Dr. Janina Fudała from IETU presented the activities undertaken by the Silesian Voivodship in the field of reduction of pollutants covered by the Convention on Long-range Transboundary Air Pollution and the Framework Convention on Climate Change.

Thanks to the initiative of the Ministry of the Environment to transfer the control of emission reduction to a voivodship level by establishing border emissions for voivodships for the years 2010 and 2020 it is possible to monitor Poland’s ability to meet international obligations in the field of air emission reduction. The analysis carried out in 2015, concerning the levels of national emission of air pollutants covered by international limits for 2020, shows that Poland already in 2015 fulfilled its obligations regarding the national reduction of NOx, NH3 and TSP emissions. For SO2, within five years, emission will have to be reduced by 38%, for NMVOC by 19% and for PM2.5 by 13%. Emission limits for the Silesian Voivodship established for 2010 have been achieved with surplus. In contrast, the emission limits set for 2020 for the Silesian Voivodship in 2015 have already been achieved for NOx, NH3, CO and TSP. However, for SO2 and NMVOC, reduction of 23% and 81% is required, respectively - said Dr. Janina Fudała.
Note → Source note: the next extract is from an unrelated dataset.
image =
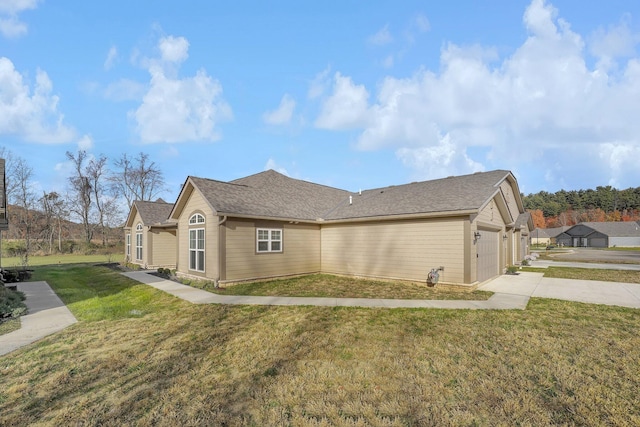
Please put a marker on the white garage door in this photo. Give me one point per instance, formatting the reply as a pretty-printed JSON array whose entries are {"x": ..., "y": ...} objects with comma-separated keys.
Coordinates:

During the discussion, Prof. Gabriela Woźniak from the University of Silesia emphasised the role of ecosystems in increasing the absorbed amount of carbon dioxide. Prof. Pietrzykowski from the University of Agriculture in Cracow stressed that there was no modern city without the cooperation of foresters with the local government. Plantings carried out in strategic places in urban areas allow to lower the air temperature, which is important in the case of the hottest months of the year. A large area of ​​forests and city parks ensures an increase in CO2 accumulation, with a simultaneous increase of their ability to absorb carbon dioxide, which may prove extremely beneficial for cities in the current situation.

Since the beginning of the economic transformation in the early 1990s the largest emission reductions in Poland until 2015 were recorded for SO2 (74%) and TSP (67%). NH3 emission was reduced by 39%, PM10 by 36% and PM2.5 by 28%, despite Poland's failure to ratify any of the Protocols of the Geneva Convention on Long-range Transboundary Air Pollution. However, the Kyoto Protocol, which was ratified by Poland and obliged its parties to a 6% reduction in greenhouse gas emission by 2012 compared to the base year 1990 was implemented with a 30% reduction.